Pour les salariés travaillant en équipes successives la pause déjeuner correspond à la pause de 20 minutes.
Article 4 – Congés payés
Les salariés bénéficient de 25 jours ouvrés de congés payés, soit 5 semaines, pour une année complète d’activité.
La période de référence de prise des congés payés, comme c’est déjà le cas à ce jour, correspond à la période du 1er janvier de l’année au 31 décembre de l’année.
Les congés payés s’acquièrent conformément aux dispositions légales et sont décomptés, au sein de l’entreprise, en jours ouvrés.
Les modalités de prise des congés payés sont les suivantes :
  • Il est expressément précisé que les salariés doivent prendre sur la période du 1er janvier au 31 décembre 5 semaines de congés payés peu importe la période d’acquisition ;
  • Il est expressément convenu entre les parties qu’il ne sera accordé aucun congé supplémentaire pour fractionnement ;
  • les dates de congés sont proposées par le salarié et validées par le manager de l’équipe.
  • En l’absence d’accord au sein des équipes, les parties conviennent que le manager doit tenir compte, pour fixer l’ordre des départs, des critères successifs suivants :
  • nécessités du service ;
  • roulement des années précédentes ;
  • charges de famille (enfants d'âge scolaire) : présence d'enfants scolarisés à charge, possibilités de congé du conjoint, sachant que les conjoints - ou les partenaires liés par un PACS - travaillant dans la même entreprise ont droit à un congé simultané, présence au sein du foyer d'un enfant ou d'un adulte handicapé ou d'une personne âgée en perte d'autonomie ;
  • de l'ancienneté du salarié dans l'entreprise ;
L’ordre et les dates de départ du salarié peuvent, en cas de besoin, être fixés ou modifiés par la Société jusqu’à 1 mois avant la date de départ prévue en cas de circonstances exceptionnelles en faisant en priorité appel au volontariat.
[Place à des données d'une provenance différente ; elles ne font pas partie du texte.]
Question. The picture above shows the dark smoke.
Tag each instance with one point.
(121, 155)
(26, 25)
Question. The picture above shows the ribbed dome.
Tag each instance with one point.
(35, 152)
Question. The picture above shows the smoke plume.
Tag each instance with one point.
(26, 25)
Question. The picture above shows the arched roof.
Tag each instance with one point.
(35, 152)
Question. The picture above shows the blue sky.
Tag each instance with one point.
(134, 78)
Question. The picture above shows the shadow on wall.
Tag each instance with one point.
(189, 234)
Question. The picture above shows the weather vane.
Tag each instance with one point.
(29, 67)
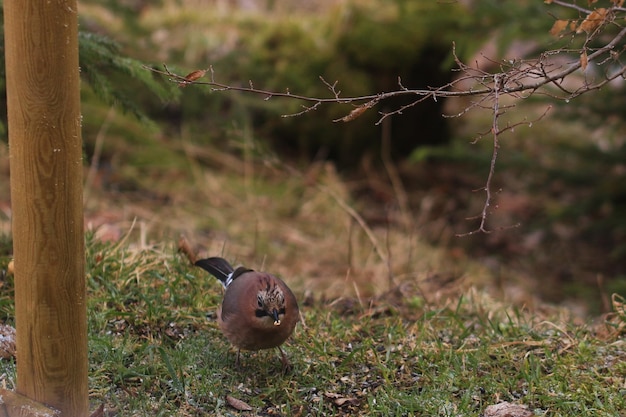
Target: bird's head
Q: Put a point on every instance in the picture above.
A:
(270, 302)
Il est précisé qu’à l’échéance de la période de prise des congés payés, soit le 31 décembre, les congés non pris seront perdus et ne seront pas reportés sur la période suivante, sauf exceptions légales et jurisprudentielles.
Toutefois, en cas de report au motif d’une impossibilité de prendre les congés payés pour cause de maladie ou de congé maternité, la période de report est limitée aux 4 mois courant à l’issue du 31 décembre de l’année de reprise du travail.
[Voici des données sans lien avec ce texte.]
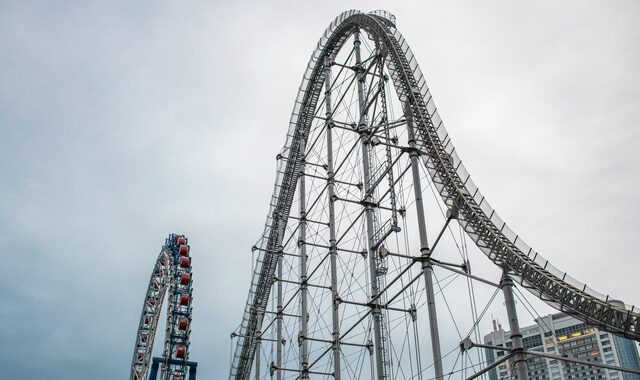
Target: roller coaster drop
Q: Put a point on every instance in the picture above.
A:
(171, 274)
(336, 290)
Sauf accord exprès différent, au retour de congé maternité ou d’une absence pour maladie supérieure à 100 jours, les congés payés acquis devront être pris et accolés à la période d’absence.
Conformément au code du travail, l’indemnité de congés payés sera égale à la somme la plus élevée découlant de l’application de la règle de maintien du salaire ou du 1/10. Cette comparaison se fera lors du paiement de chaque prise de congés payés.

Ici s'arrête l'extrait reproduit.